The book gives great detail to the Trans-Atlantic Slave Trade, specifically to demonstrate how the slave trade created an environment and infrastructure such that the colonization of Africa would be possible.
In the labor of setting up this context, he wrote:
“Occasionally, it is mistakenly held that Europeans enslaved Africans for racist reasons. European planters and miners enslaved Africans for economic reasons, so that their labor power could be exploited. Indeed, it would have been impossible to open the New World and use it as a constant generator of wealth, had it not been for African labor…having become utterly dependent on African labor, Europeans at home and aboard found it necessary to rationalize that exploitation in racist terms as well” (103).

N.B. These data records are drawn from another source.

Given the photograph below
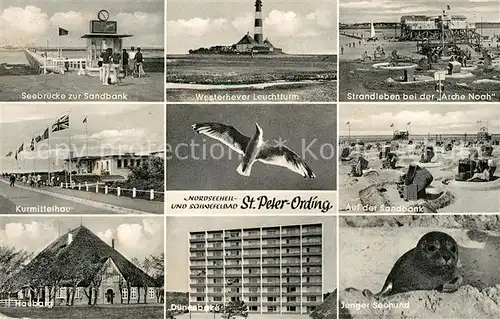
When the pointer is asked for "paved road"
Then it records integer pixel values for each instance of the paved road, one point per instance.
(48, 200)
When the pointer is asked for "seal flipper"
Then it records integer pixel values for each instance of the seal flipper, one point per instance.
(452, 285)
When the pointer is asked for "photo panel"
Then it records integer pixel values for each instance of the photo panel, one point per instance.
(251, 51)
(419, 158)
(252, 151)
(425, 51)
(91, 51)
(264, 267)
(82, 159)
(82, 267)
(442, 266)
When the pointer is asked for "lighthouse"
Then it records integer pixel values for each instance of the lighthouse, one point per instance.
(258, 34)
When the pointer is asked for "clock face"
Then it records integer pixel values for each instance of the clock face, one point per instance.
(103, 15)
(104, 27)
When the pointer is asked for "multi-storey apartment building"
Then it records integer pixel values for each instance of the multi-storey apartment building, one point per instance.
(272, 269)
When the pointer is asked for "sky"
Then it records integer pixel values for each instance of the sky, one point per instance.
(178, 229)
(28, 22)
(293, 25)
(136, 237)
(112, 129)
(375, 119)
(356, 11)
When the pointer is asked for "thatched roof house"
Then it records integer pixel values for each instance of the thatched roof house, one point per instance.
(80, 261)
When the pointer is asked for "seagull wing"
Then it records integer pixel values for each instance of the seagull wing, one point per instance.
(225, 134)
(285, 157)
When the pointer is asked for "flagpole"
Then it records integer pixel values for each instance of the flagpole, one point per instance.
(50, 164)
(69, 140)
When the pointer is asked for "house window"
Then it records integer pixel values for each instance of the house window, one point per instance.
(124, 293)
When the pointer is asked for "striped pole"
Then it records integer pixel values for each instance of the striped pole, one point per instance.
(258, 34)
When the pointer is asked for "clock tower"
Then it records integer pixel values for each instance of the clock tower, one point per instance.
(103, 34)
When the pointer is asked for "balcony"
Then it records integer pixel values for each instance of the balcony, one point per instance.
(196, 257)
(290, 234)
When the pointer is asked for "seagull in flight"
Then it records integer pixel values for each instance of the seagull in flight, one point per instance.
(254, 149)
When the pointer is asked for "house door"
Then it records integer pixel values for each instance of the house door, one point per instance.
(109, 296)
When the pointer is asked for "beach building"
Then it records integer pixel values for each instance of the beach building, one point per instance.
(454, 28)
(109, 167)
(79, 268)
(271, 269)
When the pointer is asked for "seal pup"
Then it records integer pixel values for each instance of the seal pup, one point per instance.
(431, 265)
(254, 149)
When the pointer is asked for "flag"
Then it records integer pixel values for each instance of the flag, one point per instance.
(61, 124)
(45, 134)
(63, 32)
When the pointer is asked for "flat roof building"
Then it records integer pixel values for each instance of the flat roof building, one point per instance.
(277, 269)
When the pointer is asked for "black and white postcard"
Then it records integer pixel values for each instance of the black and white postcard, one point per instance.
(88, 51)
(419, 51)
(82, 267)
(251, 51)
(81, 159)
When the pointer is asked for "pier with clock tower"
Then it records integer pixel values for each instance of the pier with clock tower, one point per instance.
(103, 34)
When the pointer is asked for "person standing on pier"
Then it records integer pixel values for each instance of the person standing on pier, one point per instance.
(131, 61)
(139, 60)
(107, 65)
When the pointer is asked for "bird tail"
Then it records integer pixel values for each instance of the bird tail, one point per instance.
(244, 169)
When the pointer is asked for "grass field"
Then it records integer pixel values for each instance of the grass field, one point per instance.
(108, 312)
(320, 70)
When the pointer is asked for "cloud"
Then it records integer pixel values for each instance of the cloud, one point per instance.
(195, 27)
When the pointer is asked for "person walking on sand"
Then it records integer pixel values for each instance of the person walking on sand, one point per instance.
(125, 61)
(131, 61)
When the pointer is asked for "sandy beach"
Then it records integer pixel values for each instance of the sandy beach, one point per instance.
(360, 78)
(440, 197)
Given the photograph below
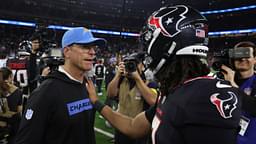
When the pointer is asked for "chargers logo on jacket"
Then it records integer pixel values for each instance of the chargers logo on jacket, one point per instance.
(79, 106)
(224, 106)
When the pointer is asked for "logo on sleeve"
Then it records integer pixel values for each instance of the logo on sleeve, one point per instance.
(225, 106)
(79, 106)
(220, 85)
(29, 114)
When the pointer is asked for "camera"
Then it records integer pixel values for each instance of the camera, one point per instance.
(130, 66)
(226, 57)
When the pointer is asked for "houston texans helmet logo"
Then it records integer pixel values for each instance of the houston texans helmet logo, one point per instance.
(225, 106)
(163, 20)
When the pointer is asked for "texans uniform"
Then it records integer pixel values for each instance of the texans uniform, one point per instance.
(201, 111)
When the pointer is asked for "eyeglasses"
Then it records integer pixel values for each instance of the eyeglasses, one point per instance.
(86, 48)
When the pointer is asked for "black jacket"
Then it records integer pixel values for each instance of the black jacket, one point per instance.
(58, 112)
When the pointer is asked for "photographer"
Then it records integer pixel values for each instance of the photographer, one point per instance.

I set the book down after reading this. It is a crucial level of clarity.
The insight here is around the difference between what is racism and when is racism. The mass-generational-atrocity of the Trans-Atlantic Slave Trade is undeniably evil, and for that understanding I had not questioned it any further. The answer is obvious, and I did not see the room to wonder how exactly it was evil.
Along with clarifying the wealth generated through the slave trade, this entry shows when racism takes place: it was the justification.
I mean to draw attention to the difference Rodney pointed out. Racism is not necessarily something so overt and obvious but something that occurs in the functionally-innocent-enough space for reasoning, unguarded from bias but protected by the mantra of “makes sense.”
It is the “makes sense” of a situation that ought to be questioned. What things are at work that are making that sense?
Common sense is a helpful tool for many things, but it does deserve pause from time to time. I think we are all ethically bound to make time for this essential work. The insight I gained from reading that passage helped clarify where I can improve and should stay vigilant, as much as anyone else.